Obama musi zadecydować, czy nadal i jak długo trzymać w Bagramie podejrzanych. Zgodnie z prawem wojennym są oni przetrzymywani na czas nieokreślony i bez formułowania aktu oskarżenia. Prezydent winien także ustalić, czy administracja Stanów Zjednoczonych zrealizuje do końca plan budowy w Bagramie za 60 mln USD nowego więziennego kompleksu, co w praktyce potwierdzałoby długofalowe zaangażowanie Ameryki w sprawę talibskich więźniów w Afganistanie.

„New York Times" ocenia, że w kwestii Bagramu Barack Obama wyraźnie gra na czas – w zeszłym tygodniu, informując o decyzjach w sprawie Guantanamo, w przypadku Bagramu jedynie powołał specjalną grupę ekspertów, którzy za pół roku mają mu przedstawić raport w sprawie więzienia. Obrońcy praw człowieka uważają jednak, że pogarszająca się sytuacja w Afganistanie może zmusić Obamę, by wcześniej przyjrzał się sprawie.

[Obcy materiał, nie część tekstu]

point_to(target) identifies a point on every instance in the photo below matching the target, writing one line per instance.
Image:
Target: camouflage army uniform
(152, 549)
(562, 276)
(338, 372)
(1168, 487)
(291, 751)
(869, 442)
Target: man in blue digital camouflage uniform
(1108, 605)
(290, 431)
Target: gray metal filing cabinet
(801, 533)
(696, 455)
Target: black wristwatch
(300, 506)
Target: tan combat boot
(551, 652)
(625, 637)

„Decyzje w sprawie więźniów w i wokół Afganistanu są nierozerwalnie związane ze strategicznymi decyzjami, jakie Obama będzie musiał podjąć w sprawie wojny w Afganistanie" – ocenił cytowany przez „New York Times”, związany z administracją Busha prawnik i politolog Matthew Waxman.